Breaking Barriers: African Women in Tech Industry Continue to Defy Odds

The technology industry has long been reserved for male entrepreneurs, but an online discussion among female tech experts all across Africa sheds light on how many women have already made their presence known in the field.

Statistics show that the number of women in the technology world is low.

In June, Yahoo’s Equal Employment Opportunity statistics revealed that although nearly 40 percent of the company employees are female, only 15 percent are in tech-related positions.

Other major companies, such as Dropbox, have a little over 8 percent of their female employees involved in software engineering, according to a 2013 spreadsheet released by Pinterest software engineer Tracy Chou.

Female tech entrepreneurs, like Ethel Cofie of Ghana, are on the way to reversing these troubling statistics.

Cofie is one of the pioneering members of a “Women in Tech” group that is working to create an alliance of female tech experts all across Africa.

According to Cofie’s guest article on CNN’s website, her own online efforts marked the first time someone had attempted to “build a pan-African Women in Tech network that would allow [women] to compare [their] challenges, learn from each other and connect across borders” to increase their influence.

Cofie teamed up with four other African women, all from different countries, to organize a digital meetup earlier this month.

More than 150 women signed up to be a part of the meetup and the online movement spread like wildfire.

By the time the Aug. 2 meetup ended, the hashtag #WtechAfrica had reached nearly 75,000 people and made close to 200,000 impressions on Twitter.

The online event certainly did not go smoothly, however.

Cofie explained that technical difficulties threatened to put an end to the massive meetup, but the determination by the participants kept the discussion alive and allowed it to have more reach.
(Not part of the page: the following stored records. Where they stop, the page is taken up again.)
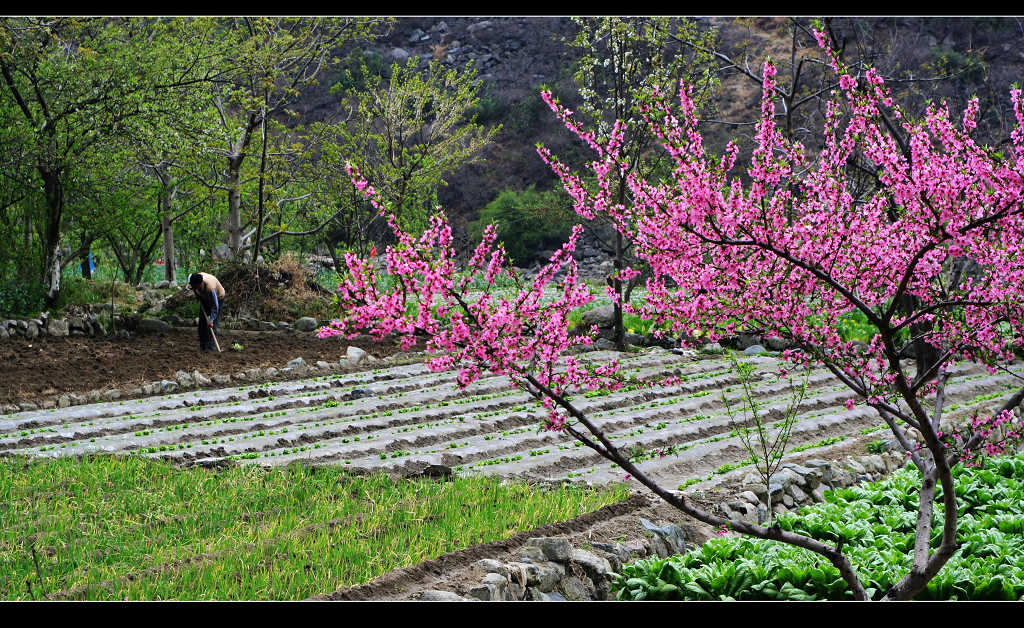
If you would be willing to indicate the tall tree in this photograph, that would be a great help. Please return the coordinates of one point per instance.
(75, 83)
(406, 132)
(623, 58)
(271, 59)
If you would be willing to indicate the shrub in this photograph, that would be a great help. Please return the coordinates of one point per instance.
(527, 220)
(20, 297)
(877, 522)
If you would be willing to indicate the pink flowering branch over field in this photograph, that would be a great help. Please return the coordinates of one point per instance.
(931, 257)
(523, 335)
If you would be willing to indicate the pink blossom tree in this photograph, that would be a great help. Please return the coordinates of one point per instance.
(932, 256)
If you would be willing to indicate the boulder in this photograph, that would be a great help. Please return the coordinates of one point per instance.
(554, 548)
(153, 326)
(56, 327)
(306, 324)
(184, 379)
(201, 380)
(297, 366)
(601, 317)
(436, 595)
(354, 354)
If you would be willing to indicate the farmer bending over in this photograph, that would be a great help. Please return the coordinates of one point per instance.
(211, 298)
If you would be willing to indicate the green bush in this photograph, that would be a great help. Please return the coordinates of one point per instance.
(877, 522)
(19, 297)
(527, 221)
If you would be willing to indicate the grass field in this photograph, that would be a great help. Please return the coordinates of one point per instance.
(124, 528)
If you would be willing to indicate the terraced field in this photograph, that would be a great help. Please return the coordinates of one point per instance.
(403, 418)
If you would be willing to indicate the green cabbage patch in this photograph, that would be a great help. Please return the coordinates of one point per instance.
(877, 524)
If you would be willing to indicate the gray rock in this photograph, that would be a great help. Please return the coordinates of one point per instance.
(577, 590)
(153, 326)
(489, 566)
(56, 328)
(875, 464)
(614, 562)
(201, 380)
(617, 549)
(554, 548)
(306, 324)
(854, 465)
(435, 595)
(638, 547)
(596, 567)
(823, 467)
(750, 497)
(298, 366)
(354, 354)
(548, 575)
(98, 329)
(601, 317)
(531, 553)
(798, 495)
(184, 379)
(672, 534)
(818, 494)
(777, 344)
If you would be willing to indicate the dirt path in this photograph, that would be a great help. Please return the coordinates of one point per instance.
(46, 366)
(402, 418)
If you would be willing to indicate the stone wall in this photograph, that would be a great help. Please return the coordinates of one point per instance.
(551, 569)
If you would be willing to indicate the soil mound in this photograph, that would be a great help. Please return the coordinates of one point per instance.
(283, 290)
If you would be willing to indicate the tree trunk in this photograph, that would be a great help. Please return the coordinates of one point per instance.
(86, 269)
(167, 229)
(617, 284)
(53, 191)
(235, 205)
(170, 263)
(259, 199)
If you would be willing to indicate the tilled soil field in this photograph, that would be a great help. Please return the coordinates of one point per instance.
(402, 419)
(49, 366)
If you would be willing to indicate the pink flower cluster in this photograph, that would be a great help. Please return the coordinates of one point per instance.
(468, 323)
(792, 255)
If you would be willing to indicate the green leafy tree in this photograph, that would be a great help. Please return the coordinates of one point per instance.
(526, 221)
(406, 133)
(74, 83)
(622, 58)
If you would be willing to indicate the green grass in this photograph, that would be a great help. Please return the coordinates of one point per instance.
(116, 528)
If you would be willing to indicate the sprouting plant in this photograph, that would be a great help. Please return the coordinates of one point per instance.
(766, 449)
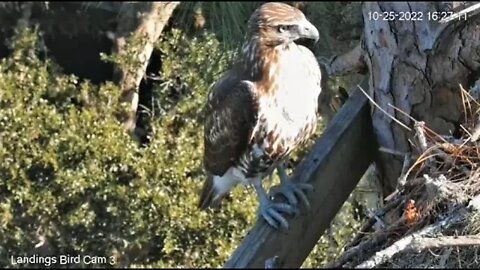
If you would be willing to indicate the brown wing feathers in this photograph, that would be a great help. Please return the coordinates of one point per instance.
(231, 116)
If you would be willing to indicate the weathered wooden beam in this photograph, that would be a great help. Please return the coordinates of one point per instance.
(334, 166)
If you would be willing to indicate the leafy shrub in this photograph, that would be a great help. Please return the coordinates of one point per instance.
(74, 183)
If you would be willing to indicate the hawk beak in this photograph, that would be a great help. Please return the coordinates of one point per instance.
(307, 30)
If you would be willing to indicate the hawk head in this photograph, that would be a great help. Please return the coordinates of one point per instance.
(278, 23)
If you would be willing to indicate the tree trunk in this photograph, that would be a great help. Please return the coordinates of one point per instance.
(139, 27)
(416, 66)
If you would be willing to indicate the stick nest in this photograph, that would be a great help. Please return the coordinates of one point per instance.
(436, 198)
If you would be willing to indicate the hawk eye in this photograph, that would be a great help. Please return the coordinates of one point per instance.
(283, 28)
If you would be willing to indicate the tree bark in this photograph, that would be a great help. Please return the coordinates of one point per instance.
(416, 66)
(144, 22)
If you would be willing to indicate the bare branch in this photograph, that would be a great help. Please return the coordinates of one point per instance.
(351, 61)
(408, 242)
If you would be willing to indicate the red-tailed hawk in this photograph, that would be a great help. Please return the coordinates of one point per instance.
(262, 109)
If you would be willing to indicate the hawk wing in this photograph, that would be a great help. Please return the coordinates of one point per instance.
(231, 115)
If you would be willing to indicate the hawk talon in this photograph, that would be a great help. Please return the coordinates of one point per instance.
(291, 191)
(271, 213)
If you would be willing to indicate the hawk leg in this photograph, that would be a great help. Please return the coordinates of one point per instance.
(290, 189)
(269, 210)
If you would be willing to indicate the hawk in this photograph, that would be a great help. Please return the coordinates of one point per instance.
(262, 109)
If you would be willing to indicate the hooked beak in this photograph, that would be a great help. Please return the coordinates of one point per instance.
(306, 30)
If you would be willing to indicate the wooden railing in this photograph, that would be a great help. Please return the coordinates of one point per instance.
(334, 166)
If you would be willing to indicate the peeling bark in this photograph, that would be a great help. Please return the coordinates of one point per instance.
(416, 66)
(145, 22)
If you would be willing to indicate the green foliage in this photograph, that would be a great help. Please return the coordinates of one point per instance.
(75, 181)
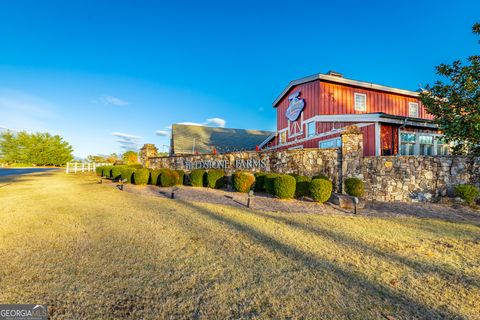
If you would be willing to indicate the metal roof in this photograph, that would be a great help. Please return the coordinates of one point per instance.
(336, 79)
(190, 139)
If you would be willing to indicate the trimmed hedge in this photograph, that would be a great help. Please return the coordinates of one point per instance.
(197, 177)
(284, 186)
(127, 173)
(140, 176)
(107, 171)
(154, 174)
(181, 176)
(260, 181)
(117, 172)
(302, 188)
(243, 181)
(467, 192)
(268, 183)
(320, 190)
(215, 179)
(321, 176)
(99, 171)
(168, 178)
(354, 187)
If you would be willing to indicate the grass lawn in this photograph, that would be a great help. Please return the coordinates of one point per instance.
(92, 252)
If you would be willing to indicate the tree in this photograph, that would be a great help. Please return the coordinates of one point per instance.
(455, 104)
(34, 148)
(130, 157)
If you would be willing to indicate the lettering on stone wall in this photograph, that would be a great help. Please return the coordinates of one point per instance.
(240, 164)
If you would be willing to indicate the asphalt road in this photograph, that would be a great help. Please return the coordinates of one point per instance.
(21, 171)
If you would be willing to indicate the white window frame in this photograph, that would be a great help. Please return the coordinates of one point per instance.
(314, 129)
(357, 108)
(417, 108)
(328, 140)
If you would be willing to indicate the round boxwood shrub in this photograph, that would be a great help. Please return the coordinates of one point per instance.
(154, 174)
(168, 178)
(354, 187)
(260, 181)
(284, 186)
(181, 176)
(215, 179)
(140, 176)
(99, 171)
(321, 176)
(197, 177)
(303, 186)
(268, 182)
(127, 173)
(117, 172)
(107, 171)
(320, 190)
(467, 192)
(243, 181)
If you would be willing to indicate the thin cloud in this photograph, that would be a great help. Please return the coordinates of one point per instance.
(162, 133)
(111, 100)
(213, 122)
(128, 141)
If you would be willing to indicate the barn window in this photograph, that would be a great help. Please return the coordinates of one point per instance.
(330, 143)
(413, 109)
(407, 143)
(311, 129)
(360, 102)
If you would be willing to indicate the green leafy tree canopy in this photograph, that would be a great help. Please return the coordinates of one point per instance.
(42, 149)
(455, 103)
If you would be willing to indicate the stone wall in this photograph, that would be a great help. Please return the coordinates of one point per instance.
(392, 178)
(416, 178)
(307, 162)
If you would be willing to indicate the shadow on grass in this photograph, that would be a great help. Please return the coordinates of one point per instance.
(348, 278)
(345, 240)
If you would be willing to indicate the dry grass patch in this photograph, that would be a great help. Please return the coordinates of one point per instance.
(93, 252)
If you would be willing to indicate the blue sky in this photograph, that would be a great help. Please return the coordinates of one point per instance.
(107, 74)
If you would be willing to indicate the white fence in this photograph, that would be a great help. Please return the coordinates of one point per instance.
(83, 166)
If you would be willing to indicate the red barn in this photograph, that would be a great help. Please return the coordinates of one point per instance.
(313, 111)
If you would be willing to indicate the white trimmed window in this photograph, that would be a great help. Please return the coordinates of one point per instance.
(330, 143)
(360, 102)
(413, 109)
(311, 129)
(283, 137)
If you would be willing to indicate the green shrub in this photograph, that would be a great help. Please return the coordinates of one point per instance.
(321, 176)
(197, 177)
(268, 183)
(467, 192)
(140, 176)
(215, 179)
(243, 181)
(99, 171)
(284, 186)
(154, 174)
(117, 172)
(181, 176)
(320, 190)
(303, 186)
(168, 178)
(354, 187)
(127, 173)
(107, 171)
(260, 181)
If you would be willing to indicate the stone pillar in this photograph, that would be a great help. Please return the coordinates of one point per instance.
(352, 154)
(147, 151)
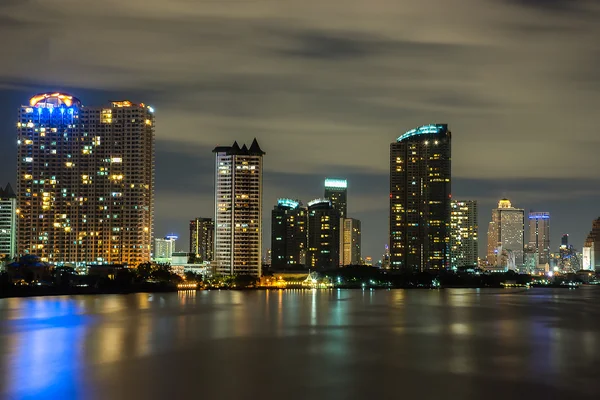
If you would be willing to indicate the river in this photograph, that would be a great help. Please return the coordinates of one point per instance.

The meetup was originally supposed to take place on Google Hangout, but when poor connections and other technical difficulties made it nearly impossible for the large group of women to effectively communicate, it appeared that Cofie’s efforts were doomed.

That’s when she realized many of the participants had moved the discussion to Facebook and eventually over to Twitter.

As it turns out, problems with Internet connections and power shortages are some of the major obstacles facing tech entrepreneurs in Africa, and Cofie admitted that those challenges will make diversity in the tech realm an uphill battle.

“The problems that African women in tech face are not very different from the ones female techies in many other parts of the world also come across,” she wrote in her guest piece. “Yet, these challenges, coupled with some Africa-specific problems like power shortages and broadband inaccessibility, create an uphill task for women wanting to enter the industry and develop the high-level technical skill required in order to progress.”

With successful female tech experts like Regina Agyare of Soronko Solutions in Ghana, and Rebecca Enonchong of AppsTech in Cameroon, Cofie knows it is still very possible for women to continue thriving in this male-dominated field that she hopes won’t be quite so male-dominated in the near future.